O que são “anjos” senão imaginação ampliada pela razão? O que são “demônios” senão a imaginação fervilhada pelo desejo? São uma personificação de graus variáveis de afecção sensível. Vestígios de uma atividade anímica alucinatória cada vez mais esforçando por tomar distância da animalidade. São como reflexos dos precursores sombrios de feiticeiros, santos, teúrgicos [7], teólogos e de filósofos, desenhados e cromatizados pelas fantasias dos artistas, e convertidos em personagens de hipóteses científicas – “demônio de Maxuel”. A angeologia e a demonologia não tem apenas um interesse aos “místicos das letras” [8], nela encontramos a expressão imaginária de um “governo do mundo” em que Deus ou o Estado é o “Urstaat” (DELEUZE; GUATTARI, 2010a), semente primeva do capitalismo mundial integrado; seus anjos arcontes, potestades e magistrados de instituições que personificam a lei; os demônios como os jogos subreptícios da “realpolitik” dos pactos que pulam as cercas e as regras instaurando a exceção como prática de governo. Anjos e demônios ambos frequentemente aparecem em obras de ficção tão bons quanto maus, conforme as circunstâncias. A cultura “insone” ou “esclarecida” beira a conspiração como “delírio histórico mundial” (Ibid.), não há cultura erudita que não tenha elementos esquizóides. Os moralistas são em verdade tomados sempre por uma espécie de afecção cética, desconfiam dos anjos como dos demônios, embora queiram parecer angélicos, e não cessem de recorrer aos “pactos”: O Sacerdote e O Diabo são cartas intimamente relacionadas na iconografia de baralhos de Tarot. Descartes tinha seu Deus enganador e seu diabo perverso, e também seus sonhos. E o que é o sonho senão a marca do sensível sobre nós? De um sensível que nos antecede? De um mundo de imagens que apreendemos e produzimos ao ponto de confundi-las em nossa memória?
De um ponto de vista empirista, toda ideia universal remete no seu uso linguístico a um particular, por mais que esteja aparentemente separada deste por uma série de incontáveis acidentes das quais se supõe que ela seja capaz de abstrair.
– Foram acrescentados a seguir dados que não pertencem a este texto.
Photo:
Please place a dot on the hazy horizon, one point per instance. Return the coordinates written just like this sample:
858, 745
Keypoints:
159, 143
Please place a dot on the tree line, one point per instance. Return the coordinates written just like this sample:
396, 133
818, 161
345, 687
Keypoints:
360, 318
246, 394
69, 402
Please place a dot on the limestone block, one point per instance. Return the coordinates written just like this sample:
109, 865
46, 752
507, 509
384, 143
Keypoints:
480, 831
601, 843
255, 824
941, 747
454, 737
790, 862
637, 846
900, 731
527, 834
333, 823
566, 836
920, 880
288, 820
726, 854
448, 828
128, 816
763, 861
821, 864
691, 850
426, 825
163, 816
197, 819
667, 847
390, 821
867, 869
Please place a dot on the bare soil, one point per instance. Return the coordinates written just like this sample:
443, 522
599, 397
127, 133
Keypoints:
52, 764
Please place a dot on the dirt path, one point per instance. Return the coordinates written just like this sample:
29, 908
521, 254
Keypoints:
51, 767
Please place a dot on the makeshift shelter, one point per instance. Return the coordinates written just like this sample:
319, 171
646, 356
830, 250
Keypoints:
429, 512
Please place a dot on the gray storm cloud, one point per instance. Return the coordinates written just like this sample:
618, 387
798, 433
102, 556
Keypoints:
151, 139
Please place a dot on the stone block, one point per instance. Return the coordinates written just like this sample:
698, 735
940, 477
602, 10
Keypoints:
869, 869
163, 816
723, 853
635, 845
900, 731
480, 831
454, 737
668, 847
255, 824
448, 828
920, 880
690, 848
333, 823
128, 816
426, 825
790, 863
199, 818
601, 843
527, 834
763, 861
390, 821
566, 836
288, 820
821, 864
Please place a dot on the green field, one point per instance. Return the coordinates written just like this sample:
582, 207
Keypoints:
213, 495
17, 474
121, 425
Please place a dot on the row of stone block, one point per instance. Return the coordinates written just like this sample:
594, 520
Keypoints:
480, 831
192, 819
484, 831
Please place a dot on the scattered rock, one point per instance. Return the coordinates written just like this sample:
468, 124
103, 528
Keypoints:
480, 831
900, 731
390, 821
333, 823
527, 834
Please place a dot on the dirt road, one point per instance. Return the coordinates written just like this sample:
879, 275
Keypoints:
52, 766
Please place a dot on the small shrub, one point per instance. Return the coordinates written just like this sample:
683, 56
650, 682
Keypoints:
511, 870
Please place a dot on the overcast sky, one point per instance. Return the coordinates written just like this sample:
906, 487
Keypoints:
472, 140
Mas é preciso ir além da noção de que a ideia nasce do sensível, e chegar ao ponto de enunciar que a própria “razão” é uma “modificação de nossa pele” como sugere Emanule Coccia (2010). A ideia não designaria mais uma separação do sensível, mas o objeto de uma “estesiologia” que a situa na nossa capacidade de produzir imagens, emergindo de nossa submersão no sensível que nos antecede enquanto sujeitos. Essa é uma forma de pensar que se diferencia daquela que o idealismo alemão pós-kantiano o queria, uma “sensificação das ideias”, nesse caso, das ideias universais que precisam descer de suas sandalhinhas aladas na alegorização de arquétipos. Não basta igualar aparência e realidade, é preciso ainda dizer que o Espírito é aparência e produz aparências. Se como queria Deleuze o universal não explica nada, mas é precisamente aquilo que deve ser explicado, é porque tudo se produz na superfície dos corpos, e se mergulhamos nas profundezas da vida sensível em solidão e isso nos faz pensar, o pensamento só reencontra a vida no ato de trazer novamente a superfície o que a ela pertence. Pensar já não poderia ser mais – uma vez abraçada a dignidade do sensível – um ato de mera superioridade sobre o animal e sobre a natureza, mas o combate com o Universal de uma cultura assoberbada com sua grandeza, e que se recusa a olhar para a memória viva de sua barbárie. O sensível já não tem mais uma “destinação suprassensível”, mas produz uma dobra, na qual, mais do que se refletir em um sujeito, espelha o mundo em seus múltiplos modos de existir, sobre vários ângulos. Uma das formas que tomamos como centrais nesse combate é a questão do racismo e da colonialidade e sua reprodução que utilizam de meios estéticos, como as estátuas coloniais na África, que inscrevem a dominação não só nos corpos, como no espaço e no imaginário de forma contínua, como observa Achille Mbembe (2018). O pensamento que enfrenta a besteira que arrasta consigo propõe-se a uma lenta caminhada que aponta para um processo de tornar-se sensível, entendendo esse “devir” como um modo de resistência aos revisionismos histórico-histéricos que tentam esmagar até mesmo no nível mais sutil das percepções as “diferenças radicais” de um mundo povoado de singularidades insurgentes.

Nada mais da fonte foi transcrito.